The main instrumental method of diagnosing myotonia is needle electromyography (EMG), which determines myotonic discharges — a pathognomonic sign of myotonia. The study is conducted using evoked potentials and electroneurography. With paramyotonia, normal PDE and rare myotonic discharges are recorded on EMG. For congenital myotonia, it is typical to maintain the parameters of DE within the normal range, for dystrophic myotonia — a combination of neuropathic and myopathic traits.
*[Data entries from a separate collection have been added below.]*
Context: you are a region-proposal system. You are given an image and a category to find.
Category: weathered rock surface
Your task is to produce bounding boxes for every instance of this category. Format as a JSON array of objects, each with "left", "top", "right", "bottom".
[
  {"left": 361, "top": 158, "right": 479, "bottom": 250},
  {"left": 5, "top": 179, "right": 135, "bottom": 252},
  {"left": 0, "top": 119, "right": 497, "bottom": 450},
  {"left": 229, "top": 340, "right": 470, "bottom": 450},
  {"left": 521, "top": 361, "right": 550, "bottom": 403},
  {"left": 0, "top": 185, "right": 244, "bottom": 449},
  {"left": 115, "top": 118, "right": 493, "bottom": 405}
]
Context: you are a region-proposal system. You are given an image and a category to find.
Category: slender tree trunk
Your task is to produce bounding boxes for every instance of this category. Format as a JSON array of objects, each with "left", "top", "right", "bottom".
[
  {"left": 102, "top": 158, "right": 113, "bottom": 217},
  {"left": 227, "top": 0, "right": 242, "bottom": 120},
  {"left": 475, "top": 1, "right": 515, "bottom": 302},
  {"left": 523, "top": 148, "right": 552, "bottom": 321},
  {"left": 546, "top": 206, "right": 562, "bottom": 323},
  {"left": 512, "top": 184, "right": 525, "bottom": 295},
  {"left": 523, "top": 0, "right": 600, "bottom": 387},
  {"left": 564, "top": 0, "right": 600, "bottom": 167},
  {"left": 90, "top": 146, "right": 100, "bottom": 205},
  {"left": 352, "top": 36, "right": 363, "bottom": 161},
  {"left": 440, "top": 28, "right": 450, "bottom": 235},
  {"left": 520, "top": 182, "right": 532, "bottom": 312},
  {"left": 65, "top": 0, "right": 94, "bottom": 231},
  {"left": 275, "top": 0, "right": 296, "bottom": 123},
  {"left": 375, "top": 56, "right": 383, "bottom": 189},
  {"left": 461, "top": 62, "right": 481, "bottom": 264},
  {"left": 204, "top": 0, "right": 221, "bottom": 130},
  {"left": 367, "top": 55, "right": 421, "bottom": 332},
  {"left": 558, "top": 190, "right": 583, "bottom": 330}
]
To diagnose paramyotonia, a cold test is carried out: slight cooling causes myotonic discharges, with further cooling, “bioelectric silence” occurs (both myotonic phenomena and PDE disappear). DNA diagnostics of dystrophic myotonia is based on the detection of an increased number of CTG repeats in the DMPK gene.
Differential diagnosis
As a rule, the neurologist is able to differentiate congenital myotonia from dystrophic myotonia by clinical signs. However, in some cases of congenital myotonia, mild weakness of the distal muscles of the hands and weak activity in EMG are determined — signs typical of dystrophic myotonia. Constant muscle activity — a clinical sign of neuromyotonia — is part of the stiff-man syndrome, however, unlike neuromyotonia, muscle activity in the “rigid man” syndrome decreases after administration of diazepam, as well as during sleep.
Treatment
The goal of neuromyotonia treatment is to eliminate constant muscle activity and achieve possible remission, the goal of myotonia treatment is to reduce the severity of myotonic manifestations. Non-drug treatment of myotonia consists of a diet with a restriction of potassium salts, exercise therapy, massage, electromyostimulation, as well as prevention of hypothermia, since all myotonic reactions increase when cold. There is no radical medical treatment of myotonia, therefore, in order to reduce the severity of myotonic manifestations, phenytoin is used, and diuretics are used to reduce potassium levels. In some cases, it is possible to achieve remission with the help of immunosuppressive therapy: intravenous administration of human immunoglobulin, prednisone, cyclophosphamide.
Forecast
The prognosis for life with myotonia is generally favorable, with the exception of rare cases of dystrophic myotonia type 1, when sudden cardiac death due to cardiac pathology is possible. The prognosis for the ability to work of patients with congenital myopathies is also favorable (with rational employment).